On Wed, Aug 22, 2018 at 6:08 PM Duy Nguyen <pclouds@xxxxxxxxx> wrote:
On Wed, Aug 22, 2018 at 6:03 PM Jeff King <peff@xxxxxxxx> wrote:
On Wed, Aug 22, 2018 at 07:14:42AM -0400, Derrick Stolee wrote:

The other thing I was going to recommend (and I'll try to test this out
myself later) is to see if 'the_hash_algo->rawsz' is being treated as a
volatile variable, since it is being referenced through a pointer. Perhaps
storing the value locally and then casing on it would help?
I tried various sprinkling of "const" around the declarations to make it
clear that the values wouldn't change once we saw them. But I couldn't
detect any difference. At most I think that would let us hoist the "if"
out of the loop, but gcc still seems unwilling to expand the memcmp when
there are other branches.

I think if that's the thing we want to have happen, we really do need to
just write it out on that branch rather than saying "memcmp".
This reminds me of an old discussion about memcpy() vs doing explicit
compare loop with lots of performance measurements..
Ah found it.
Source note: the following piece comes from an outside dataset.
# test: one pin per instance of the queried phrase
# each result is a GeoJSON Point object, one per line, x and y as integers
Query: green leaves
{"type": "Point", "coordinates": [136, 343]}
Not sure if it is still relevant in light of multiple hash support

https://public-inbox.org/git/20110427225114.GA16765@xxxxxxx/
Yes, that was what I meant. We actually did switch to that hand-rolled
loop, but later we went back to memcmp in 0b006014c8 (hashcmp: use
memcmp instead of open-coded loop, 2017-08-09).
Looking at that commit, I'm surprised the old logic was just a for loop, instead of a word-based approach, such as the following:
Might work on x86 but it breaks on cpu architectures with stricter
alignment. I don't think we have a guarantee that object_id is always
8 byte aligned.
You (and Peff) are probably correct here, which is unfortunate. I'm not familiar with alignment constraints, but assume that such a word-based approach is best.